The feature extractor 202 may be communicatively coupled to the document database 102. The feature extractor 202 may include suitable logic, circuitry, interfaces, and/or code, executable by the circuitry, that may be configured to extract features from the framework records. The feature extractor 202 may be configured to retrieve, from the document database 102, the framework records associated with each framework of a plurality of frameworks. The plurality of frameworks may correspond to a master list of available frameworks that can be utilized for task execution. The feature extractor 202 may be further configured to analyze the framework records associated with each framework. Based on the analysis of the framework records of each framework, the feature extractor 202 may be further configured to determine a plurality of features for the corresponding framework.

The plurality of features (hereinafter referred to as “features”) may include a syntax and a set of functional characteristics associated with the framework. The syntax may represent a specific format. That is to say, the syntax may correspond to specific rules that may define the structure of the underlying framework. In an embodiment, the syntax of each framework may depend on the underlying programming languages (e.g., Python, C++, or the like) that are utilized for building the corresponding framework. The set of functional characteristics associated with each framework may correspond to features and capabilities that may define how the corresponding framework may operate. In other words, the set of functional characteristics may correspond to a set of operations supported by a framework. For example, the OpenCV framework may be built for operations related to computer vision and image processing. Thus, the functional characteristics of the OpenCV framework may include object detection, image transformations, motion tracking, video processing, robotics, augmented reality, or the like. Similarly, Caffe is a deep learning framework often used in vision-related applications. Thus, the functional characteristics of the Caffe framework may include image recognition tasks, image classification tasks, or the like. In an embodiment, the feature extractor 202 may be configured to receive at least a first trigger. The first trigger may correspond to at least one of a group consisting of a user input or occurrence of a predetermined event. The predetermined event may include any system changes (e.g., changes in a framework record), lapse of a predefined time interval, or the like. The feature extractor 202 may analyze the framework records associated with each framework of the plurality of frameworks in response to the first trigger.

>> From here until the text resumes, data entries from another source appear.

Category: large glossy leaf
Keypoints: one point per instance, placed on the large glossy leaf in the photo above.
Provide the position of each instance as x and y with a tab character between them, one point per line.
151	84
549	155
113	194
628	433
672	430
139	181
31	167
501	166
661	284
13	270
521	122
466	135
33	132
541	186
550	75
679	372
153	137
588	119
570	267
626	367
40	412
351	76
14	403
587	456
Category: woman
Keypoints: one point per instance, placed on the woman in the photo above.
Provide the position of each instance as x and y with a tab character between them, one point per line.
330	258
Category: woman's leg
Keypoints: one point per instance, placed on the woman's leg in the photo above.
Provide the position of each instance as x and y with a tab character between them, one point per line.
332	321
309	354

The translation engine 204 may be communicatively coupled to the feature extractor 202 and the storage element 110. The translation engine 204 may include suitable logic, circuitry, interfaces, and/or code, executable by the circuitry, that may be configured to enable framework syntax translation. The translation engine 204 may be configured to receive the features associated with each framework of the plurality of frameworks from the feature extractor 202. The translation engine 204 may be further configured to generate a translation instruction set for each framework of the plurality of frameworks based on the features of the corresponding framework. The translation instruction set may correspond to operational instructions that may comprise a logic for interacting with the framework. The translation instruction set of a framework may be configured to translate an associated operation from the predefined syntax to the syntax of the corresponding framework. The translation engine 204 may be further configured to store the translation instruction set generated for each framework in the storage element 110. Particularly, the translation engine 204 may store the translation database 118 in the storage element 110.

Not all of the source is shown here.